The positive past is always alive to the present
I awoke from my power nap in the car this morning and went to reach for my inspirational reading material when I made the mistake of reaching for my phone. “Dad pick up!” “I forgot to get the cheque from you.”
I knew it that cheque would be forgotten despite my earlier attempts to ensure it would n’t. They say Highly Sensitive People (HSP) try and prevent being overwhelmed by planning. I try and plan though it requires the cooperation of others to make it work. When it doesn’t work despite my best laid plans and I then have to intervene the overwhelming effect that you tried to prevent happens.
It feels more intense as you feel it could have been avoided and now you are having to deal with someone else’s error. I have a quick conversation with Cee which is really my emotions attempting to use language. I say I will think about it and end the call.
I then sit and vent. Then another part of me says, “ G if you just turn around and do it you will save yourself time sitting here stewing on it.”
I hate going back. I hate having to go back when something is forgotten. My saint for hating going back is Lot’s wife.
You may know the story told in the book of Genesis. Lot is told to leave the city with his family. He is given one command, “Don’t look back as you flee!” his wife doesn’t listen and looks back and in that moment she becomes a pillar of salt.
In one of my mad moment in senior school, I was about 15, I decided I would spend time reading at lunchtime in the school library. This was so unlike the group I was in though I was strong enough to do what I considered ‘mad’ things. I was reading Erich von Däniken Chariots of the Gods. I recall he believed Lot’s wife was killed by radiation from an attack by spaceships on the city they were fleeing.
I am so forward focussed that ‘going back’ can seem like a reverse of progression. Yet often if you lose something whether it is physical or otherwise you have to return to the place you last recall having it.

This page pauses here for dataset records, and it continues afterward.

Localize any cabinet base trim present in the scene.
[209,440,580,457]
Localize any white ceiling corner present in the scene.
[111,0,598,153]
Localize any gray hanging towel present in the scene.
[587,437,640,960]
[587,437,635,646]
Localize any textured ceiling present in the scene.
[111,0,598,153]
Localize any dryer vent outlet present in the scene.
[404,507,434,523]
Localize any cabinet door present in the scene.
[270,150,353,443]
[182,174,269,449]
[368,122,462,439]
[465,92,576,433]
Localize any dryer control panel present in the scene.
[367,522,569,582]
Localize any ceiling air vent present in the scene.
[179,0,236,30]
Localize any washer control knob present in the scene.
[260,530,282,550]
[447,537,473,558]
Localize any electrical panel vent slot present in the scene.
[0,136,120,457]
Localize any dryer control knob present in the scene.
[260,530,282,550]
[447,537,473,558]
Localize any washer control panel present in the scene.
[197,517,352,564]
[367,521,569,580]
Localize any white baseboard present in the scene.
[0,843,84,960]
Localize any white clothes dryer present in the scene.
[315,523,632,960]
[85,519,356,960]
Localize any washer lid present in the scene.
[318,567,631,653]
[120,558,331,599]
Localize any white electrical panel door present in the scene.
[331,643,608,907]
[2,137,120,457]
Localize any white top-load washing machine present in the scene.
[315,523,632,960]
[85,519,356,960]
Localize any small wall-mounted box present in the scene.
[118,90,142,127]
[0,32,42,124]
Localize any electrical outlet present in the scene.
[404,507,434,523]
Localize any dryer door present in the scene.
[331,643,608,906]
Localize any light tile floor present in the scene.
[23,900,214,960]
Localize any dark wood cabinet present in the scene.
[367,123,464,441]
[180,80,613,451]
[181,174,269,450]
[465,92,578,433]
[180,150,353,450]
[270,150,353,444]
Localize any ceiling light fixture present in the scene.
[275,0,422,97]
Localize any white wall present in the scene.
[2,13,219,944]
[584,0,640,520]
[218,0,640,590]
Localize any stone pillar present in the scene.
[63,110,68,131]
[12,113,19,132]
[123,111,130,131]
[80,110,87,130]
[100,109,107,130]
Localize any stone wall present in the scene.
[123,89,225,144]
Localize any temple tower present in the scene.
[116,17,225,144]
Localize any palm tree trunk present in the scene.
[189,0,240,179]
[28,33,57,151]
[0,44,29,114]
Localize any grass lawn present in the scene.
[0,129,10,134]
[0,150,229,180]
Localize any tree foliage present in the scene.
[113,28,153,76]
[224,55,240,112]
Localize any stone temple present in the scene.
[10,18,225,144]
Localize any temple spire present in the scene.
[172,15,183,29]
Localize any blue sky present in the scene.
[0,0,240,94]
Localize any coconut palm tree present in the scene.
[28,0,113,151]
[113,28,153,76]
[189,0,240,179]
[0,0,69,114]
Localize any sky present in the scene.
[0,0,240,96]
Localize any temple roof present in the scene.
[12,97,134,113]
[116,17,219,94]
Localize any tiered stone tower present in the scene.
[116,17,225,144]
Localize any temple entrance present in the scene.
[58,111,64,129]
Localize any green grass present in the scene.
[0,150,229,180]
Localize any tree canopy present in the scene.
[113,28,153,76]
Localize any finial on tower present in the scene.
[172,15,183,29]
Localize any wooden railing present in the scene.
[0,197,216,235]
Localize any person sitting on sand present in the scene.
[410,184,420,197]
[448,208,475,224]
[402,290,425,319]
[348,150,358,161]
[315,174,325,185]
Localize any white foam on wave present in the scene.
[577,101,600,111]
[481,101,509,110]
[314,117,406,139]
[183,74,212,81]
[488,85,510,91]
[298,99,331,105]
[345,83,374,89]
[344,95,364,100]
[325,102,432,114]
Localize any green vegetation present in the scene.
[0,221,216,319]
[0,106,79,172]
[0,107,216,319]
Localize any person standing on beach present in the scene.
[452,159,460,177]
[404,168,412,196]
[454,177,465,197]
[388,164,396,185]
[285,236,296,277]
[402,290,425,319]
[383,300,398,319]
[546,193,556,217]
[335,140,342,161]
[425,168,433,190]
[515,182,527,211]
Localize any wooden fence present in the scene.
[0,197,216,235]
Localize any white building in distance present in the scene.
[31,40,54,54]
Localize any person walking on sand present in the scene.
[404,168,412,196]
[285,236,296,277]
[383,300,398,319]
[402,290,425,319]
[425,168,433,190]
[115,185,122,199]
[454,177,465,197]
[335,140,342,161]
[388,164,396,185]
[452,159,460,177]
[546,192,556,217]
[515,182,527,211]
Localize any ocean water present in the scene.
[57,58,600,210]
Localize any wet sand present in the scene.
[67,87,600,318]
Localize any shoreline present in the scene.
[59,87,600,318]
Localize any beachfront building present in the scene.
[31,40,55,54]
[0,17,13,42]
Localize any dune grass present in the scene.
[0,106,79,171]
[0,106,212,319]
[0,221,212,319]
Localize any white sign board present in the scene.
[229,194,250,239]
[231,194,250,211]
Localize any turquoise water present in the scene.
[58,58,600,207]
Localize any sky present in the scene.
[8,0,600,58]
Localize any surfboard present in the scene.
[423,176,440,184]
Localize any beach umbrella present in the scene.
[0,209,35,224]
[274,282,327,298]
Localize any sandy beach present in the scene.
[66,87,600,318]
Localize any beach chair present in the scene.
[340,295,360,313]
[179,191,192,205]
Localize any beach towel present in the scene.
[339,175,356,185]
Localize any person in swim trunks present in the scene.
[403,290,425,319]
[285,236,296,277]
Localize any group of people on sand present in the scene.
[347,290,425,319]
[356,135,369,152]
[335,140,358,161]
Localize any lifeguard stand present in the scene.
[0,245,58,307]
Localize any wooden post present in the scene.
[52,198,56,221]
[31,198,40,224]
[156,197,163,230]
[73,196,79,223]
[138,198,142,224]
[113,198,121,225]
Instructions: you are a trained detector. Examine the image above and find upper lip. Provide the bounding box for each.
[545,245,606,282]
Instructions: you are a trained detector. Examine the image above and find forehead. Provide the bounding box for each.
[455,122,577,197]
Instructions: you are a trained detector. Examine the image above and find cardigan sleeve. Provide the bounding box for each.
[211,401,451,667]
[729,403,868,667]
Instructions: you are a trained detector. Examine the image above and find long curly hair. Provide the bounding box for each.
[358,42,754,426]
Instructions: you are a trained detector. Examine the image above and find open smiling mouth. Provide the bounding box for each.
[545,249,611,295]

Perhaps the places we never want to return are exactly the places we should go to exercise ourselves of the fear and redeem the moment, the place and ourselves.
The past is like life there are good bits and not so good bits perhaps it is discerning when it is healthy to look back and when it is not.
In a sense, the positive past is always with us as it has an eternal quality. Just tonight I heard of the passing of a woman who I referred to as a spiritual grandmother. I can recall many past memories though they are energised by the power of love she gave to me that remains alive within me. I wrote about her just over 2 months ago.